4.9 KiB
Inference Service
Package: @nexusai/inference-service
Location: packages/inference-service
Deployed on: Main PC (192.168.0.79)
Port: 3001
Purpose
Thin adapter layer around the local LLM runtime. Receives assembled context packages from the orchestration service and returns model responses. Uses a provider pattern to abstract the underlying runtime, making it straightforward to switch inference backends without changes to the rest of the system.
Dependencies
express— HTTP APIollama— Ollama client (used by the Ollama provider, kept as fallback)dotenv— environment variable loading@nexusai/shared— shared utilities
Environment Variables
| Variable | Required | Default | Description |
|---|---|---|---|
| PORT | No | 3001 | Port to listen on |
| INFERENCE_PROVIDER | No | llamacpp | Active provider (ollama or llamacpp) |
| INFERENCE_URL | No | http://localhost:8080 | URL of the inference runtime |
| DEFAULT_MODEL | No | local-model | Default model name passed to the provider |
INFERENCE_URLpoints tollama-serverdirectly (port 8080), not to this service. The orchestration service usesINFERENCE_SERVICE_URLto reach this service on port 3001.
Provider Architecture
The active provider is selected at startup via INFERENCE_PROVIDER and
loaded from src/providers/. Both providers expose identical function
signatures.
Supported Providers
| Provider | Value | Runtime |
|---|---|---|
| llama.cpp | llamacpp |
llama.cpp server (OpenAI-compatible API) — current default |
| Ollama | ollama |
Ollama via the ollama npm package — available as fallback |
Switching providers requires only a .env change — no code modifications:
INFERENCE_PROVIDER=llamacpp
INFERENCE_URL=http://localhost:8080
The provider loader throws immediately on an unknown value, preventing silent misconfiguration.
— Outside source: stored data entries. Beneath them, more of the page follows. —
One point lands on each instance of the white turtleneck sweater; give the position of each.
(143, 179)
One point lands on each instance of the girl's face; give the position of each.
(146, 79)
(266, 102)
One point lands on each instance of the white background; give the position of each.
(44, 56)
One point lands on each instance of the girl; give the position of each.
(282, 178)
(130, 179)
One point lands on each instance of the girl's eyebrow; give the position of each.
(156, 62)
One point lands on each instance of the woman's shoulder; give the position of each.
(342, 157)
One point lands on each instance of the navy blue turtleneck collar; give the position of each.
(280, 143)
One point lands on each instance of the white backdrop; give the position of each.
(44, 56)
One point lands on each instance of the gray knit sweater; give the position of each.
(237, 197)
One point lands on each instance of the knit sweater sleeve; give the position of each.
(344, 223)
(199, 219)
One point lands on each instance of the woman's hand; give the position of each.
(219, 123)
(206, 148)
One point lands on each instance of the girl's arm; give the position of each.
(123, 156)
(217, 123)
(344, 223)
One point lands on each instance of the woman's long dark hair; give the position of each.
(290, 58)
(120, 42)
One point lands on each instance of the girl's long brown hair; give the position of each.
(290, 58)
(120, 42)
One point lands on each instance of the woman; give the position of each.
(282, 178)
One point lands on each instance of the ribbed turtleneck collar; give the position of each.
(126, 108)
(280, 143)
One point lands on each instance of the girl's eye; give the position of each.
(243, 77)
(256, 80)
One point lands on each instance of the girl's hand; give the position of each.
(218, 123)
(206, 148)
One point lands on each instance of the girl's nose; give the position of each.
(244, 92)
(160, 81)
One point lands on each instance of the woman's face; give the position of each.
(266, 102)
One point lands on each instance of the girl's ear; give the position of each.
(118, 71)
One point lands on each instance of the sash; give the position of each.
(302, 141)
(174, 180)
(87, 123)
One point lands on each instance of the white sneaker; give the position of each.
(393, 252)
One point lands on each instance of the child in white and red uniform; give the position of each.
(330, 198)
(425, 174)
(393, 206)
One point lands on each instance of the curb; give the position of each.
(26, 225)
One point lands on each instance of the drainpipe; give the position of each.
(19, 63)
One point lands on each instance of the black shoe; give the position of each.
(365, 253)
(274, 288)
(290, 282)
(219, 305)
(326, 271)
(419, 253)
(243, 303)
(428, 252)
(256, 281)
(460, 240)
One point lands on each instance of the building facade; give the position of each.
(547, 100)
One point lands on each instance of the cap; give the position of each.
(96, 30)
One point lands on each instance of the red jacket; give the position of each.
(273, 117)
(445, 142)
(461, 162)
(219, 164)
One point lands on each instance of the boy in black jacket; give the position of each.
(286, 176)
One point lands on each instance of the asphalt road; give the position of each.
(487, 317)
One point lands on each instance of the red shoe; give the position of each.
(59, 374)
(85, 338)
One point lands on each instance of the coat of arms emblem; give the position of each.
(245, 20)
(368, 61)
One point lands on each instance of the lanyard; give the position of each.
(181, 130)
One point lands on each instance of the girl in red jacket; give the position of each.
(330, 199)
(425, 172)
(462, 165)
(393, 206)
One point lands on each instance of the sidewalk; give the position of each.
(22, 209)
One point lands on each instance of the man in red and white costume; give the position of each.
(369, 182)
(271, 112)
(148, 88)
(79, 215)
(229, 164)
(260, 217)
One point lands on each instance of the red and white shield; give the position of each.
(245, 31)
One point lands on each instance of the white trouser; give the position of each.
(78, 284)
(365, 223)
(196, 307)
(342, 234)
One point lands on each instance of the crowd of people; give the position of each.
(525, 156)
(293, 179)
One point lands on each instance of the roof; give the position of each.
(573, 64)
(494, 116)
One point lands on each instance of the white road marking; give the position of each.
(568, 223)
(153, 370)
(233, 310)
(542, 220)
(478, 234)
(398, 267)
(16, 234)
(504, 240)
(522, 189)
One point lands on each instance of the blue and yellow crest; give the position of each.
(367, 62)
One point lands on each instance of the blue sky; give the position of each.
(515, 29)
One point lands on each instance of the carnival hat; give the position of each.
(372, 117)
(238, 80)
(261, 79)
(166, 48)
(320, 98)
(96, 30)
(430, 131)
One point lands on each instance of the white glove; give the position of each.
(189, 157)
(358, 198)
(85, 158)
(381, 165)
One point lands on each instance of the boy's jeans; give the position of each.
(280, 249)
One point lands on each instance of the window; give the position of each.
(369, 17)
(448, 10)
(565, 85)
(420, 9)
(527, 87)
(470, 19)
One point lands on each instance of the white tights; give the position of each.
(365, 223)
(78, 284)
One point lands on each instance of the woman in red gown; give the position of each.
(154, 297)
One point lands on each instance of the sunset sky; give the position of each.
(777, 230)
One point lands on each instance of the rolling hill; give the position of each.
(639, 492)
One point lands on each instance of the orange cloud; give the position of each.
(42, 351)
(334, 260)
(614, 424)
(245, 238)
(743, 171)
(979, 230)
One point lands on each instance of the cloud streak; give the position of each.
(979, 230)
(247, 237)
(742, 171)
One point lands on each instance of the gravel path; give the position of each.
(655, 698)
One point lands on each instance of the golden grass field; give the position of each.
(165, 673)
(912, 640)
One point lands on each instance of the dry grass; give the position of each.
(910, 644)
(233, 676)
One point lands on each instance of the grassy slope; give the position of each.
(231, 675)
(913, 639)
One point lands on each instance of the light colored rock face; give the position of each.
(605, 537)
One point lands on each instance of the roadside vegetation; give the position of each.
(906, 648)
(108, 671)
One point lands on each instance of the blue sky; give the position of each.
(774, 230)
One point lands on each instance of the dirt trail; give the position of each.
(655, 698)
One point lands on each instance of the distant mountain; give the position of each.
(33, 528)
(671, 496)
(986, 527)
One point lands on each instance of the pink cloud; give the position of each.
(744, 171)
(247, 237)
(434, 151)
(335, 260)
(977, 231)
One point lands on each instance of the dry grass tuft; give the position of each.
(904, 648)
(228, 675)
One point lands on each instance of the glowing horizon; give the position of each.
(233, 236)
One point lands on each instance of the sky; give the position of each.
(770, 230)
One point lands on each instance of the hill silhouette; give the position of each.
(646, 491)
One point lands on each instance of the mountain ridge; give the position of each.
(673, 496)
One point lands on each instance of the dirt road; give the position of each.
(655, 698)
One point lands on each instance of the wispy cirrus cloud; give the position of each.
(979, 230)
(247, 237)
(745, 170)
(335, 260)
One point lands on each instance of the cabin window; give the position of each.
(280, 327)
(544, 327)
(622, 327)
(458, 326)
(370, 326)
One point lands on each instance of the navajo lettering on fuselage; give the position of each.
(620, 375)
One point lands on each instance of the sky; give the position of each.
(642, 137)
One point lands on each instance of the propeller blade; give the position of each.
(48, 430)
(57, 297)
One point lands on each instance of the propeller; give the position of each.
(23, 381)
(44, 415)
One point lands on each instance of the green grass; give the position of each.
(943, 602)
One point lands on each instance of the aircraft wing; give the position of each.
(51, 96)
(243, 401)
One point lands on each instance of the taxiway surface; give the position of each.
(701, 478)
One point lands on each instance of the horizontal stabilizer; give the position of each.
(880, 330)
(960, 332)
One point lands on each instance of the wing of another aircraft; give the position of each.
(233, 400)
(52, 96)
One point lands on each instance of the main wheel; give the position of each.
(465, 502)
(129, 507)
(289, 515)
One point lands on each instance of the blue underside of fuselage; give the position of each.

LM Studio compatibility note: LM Studio exposes an OpenAI-compatible
/v1/chat/completionsendpoint with the same request shape as llama.cpp. A futurelmstudio.jsprovider would be nearly identical tollamacpp.js— only theBASE_URLwould differ. No architectural changes required.
Internal Structure
src/
├── providers/
│ ├── ollama.js # Ollama provider
│ └── llamacpp.js # llama.cpp provider (OpenAI-compatible REST)
├── routes/
│ └── inference.js # /complete and /complete/stream route handlers
├── infer.js # Provider loader — selects and re-exports active provider
└── index.js # Express app + route definitions
llama.cpp Provider
Uses the OpenAI-compatible REST API exposed by llama-server.
Starting llama-server
Must be started manually on the main PC before the inference service can handle requests:
.\llama-gpu\llama-server.exe `
-m .\models\gemma-4-26B-A4B-Claude-Distill-APEX-I-Mini.gguf `
-ngl 99 `
--reasoning off `
--host 0.0.0.0 `
--port 8080 `
-c 64000
| Flag | Description |
|---|---|
-ngl 99 |
Offload as many layers as possible to GPU |
--reasoning off |
Disables thinking delay on Gemma 4 models |
--host 0.0.0.0 |
Allows LAN connections |
-c 64000 |
Context window size in tokens |
-c 64000is intentionally large. NexusAI's memory architecture handles context injection so 6–8K is often sufficient if VRAM pressure builds.
Model Naming
The model name in requests must match the name reported by llama-server
including the .gguf extension:
Invoke-RestMethod -Uri "http://192.168.0.79:8080/v1/models"
Set DEFAULT_MODEL in .env to the exact reported name.
Inference Parameters
All parameters are resolved in resolveOptions() — falling back to
INFERENCE_DEFAULTS from @nexusai/shared if not provided in the request.
In normal usage, orchestration reads these from settings.json and forwards
them on every request.
| NexusAI option | API field | Default | Description |
|---|---|---|---|
temperature |
temperature |
0.7 | Response randomness (0 = deterministic) |
maxTokens |
max_tokens |
1024 | Max tokens to generate |
topP |
top_p |
0.9 | Nucleus sampling probability mass |
topK |
top_k |
40 | Top-K token candidates per step |
repeatPenalty |
repeat_penalty |
1.1 | Penalty for recently used tokens |
seed |
seed |
null | null = random; integer for reproducible output |
Streaming Response Format
The llama.cpp provider yields chunks in this shape:
{ response: "token text", done: false }
// final chunk:
{ response: '', done: true, model: "model-name.gguf", tokenCount: 42 }
The inference route re-emits as SSE:
data: {"response":"token text"}
data: {"done":true,"model":"model-name.gguf","tokenCount":42}
data: [DONE]
model and tokenCount are captured from the llama.cpp finish_reason: stop
chunk and emitted on the done event.
For all HTTP endpoints, see api-routes.md.